THE ROLE OF SPECIFIC GROUP OF INTESTINAL MACROPHAGES TO PROMOTE INTESTINAL VASCULAR DEVELOPMENT
In this project, we study how the intestinal macrophage compartment is affected by NEC stresses. We recently found that, in the neonatal intestine at birth, insulin-like-growth factor-1 (IGF-1) derived from embryonically-derived macrophages plays a critical role in promoting intestinal microvasculature development. We are now characterizing this embryonic macrophage population and define how this population is affected by NEC stresses, so we can define interventions that can preserve the paracrine role of these macrophages in premature infants to prevent NEC development.
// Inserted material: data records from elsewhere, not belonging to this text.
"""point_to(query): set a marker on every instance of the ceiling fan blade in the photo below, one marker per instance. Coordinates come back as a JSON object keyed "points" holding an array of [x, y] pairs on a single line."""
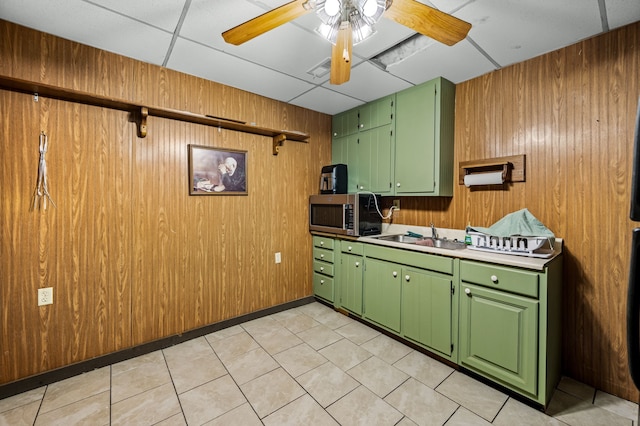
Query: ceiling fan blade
{"points": [[266, 22], [428, 21], [341, 55]]}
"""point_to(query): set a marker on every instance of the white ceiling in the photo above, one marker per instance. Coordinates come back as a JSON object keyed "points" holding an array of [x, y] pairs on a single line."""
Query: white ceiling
{"points": [[184, 35]]}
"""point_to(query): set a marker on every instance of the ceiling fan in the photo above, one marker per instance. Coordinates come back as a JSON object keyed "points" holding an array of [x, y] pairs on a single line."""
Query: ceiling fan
{"points": [[347, 22]]}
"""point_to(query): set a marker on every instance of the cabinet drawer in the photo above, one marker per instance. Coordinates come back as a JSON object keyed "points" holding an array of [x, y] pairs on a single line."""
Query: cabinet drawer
{"points": [[324, 242], [323, 267], [323, 286], [323, 254], [417, 259], [352, 247], [500, 278]]}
A NOVEL NON-INVASIVE APPROACH TO PREDICT RETINOPATHY OF PREMATURITY (ROP) IN PREMATURE INFANTS
In this translational project, with the collaboration of Dr. Dina Arvanitis, the Head of the Center for Advanced Microscopy at Northwestern University, Dr. Hao Zhang, Professor of Biomedical Engineering at Northwestern University, and Dr. Hawke Yoon, a pediatric ophthalmologist at Ann & Robert H. Lurie Children’s Hospital of Chicago, we are examining whether nailfold capillary network density parameters can be used to predict vascular complications in preterm infants such as ROP. Indeed, beside NEC, abnormal microvascular development plays a critical role in several other diseases of prematurity, including ROP and pulmonary hypertension complicating bronchopulmonary dysplasia. However, there is a lack of non-invasive approaches to assess microvasculature development in premature infants.
Isabelle De Plaen, MD, is a Professor of Pediatrics at Northwestern University Feinberg School of Medicine. She is a Physician-Scientist and an Attending Physician in the Division of Neonatology at Ann & Robert H. Lurie Children’s Hospital of Chicago. Dr. De Plaen’s lab focuses on deciphering the mechanisms leading to necrotizing enterocolitis (NEC), a leading cause of morbidity and mortality amongst premature infants. Their studies have identified a critical role for defective intestinal mucosal microvascular development in the pathogenesis of necrotizing enterocolitis. Specifically, their work focuses on defining how perinatal stress affects the developing intestinal microvasculature to increase premature infants’ susceptibility to NEC.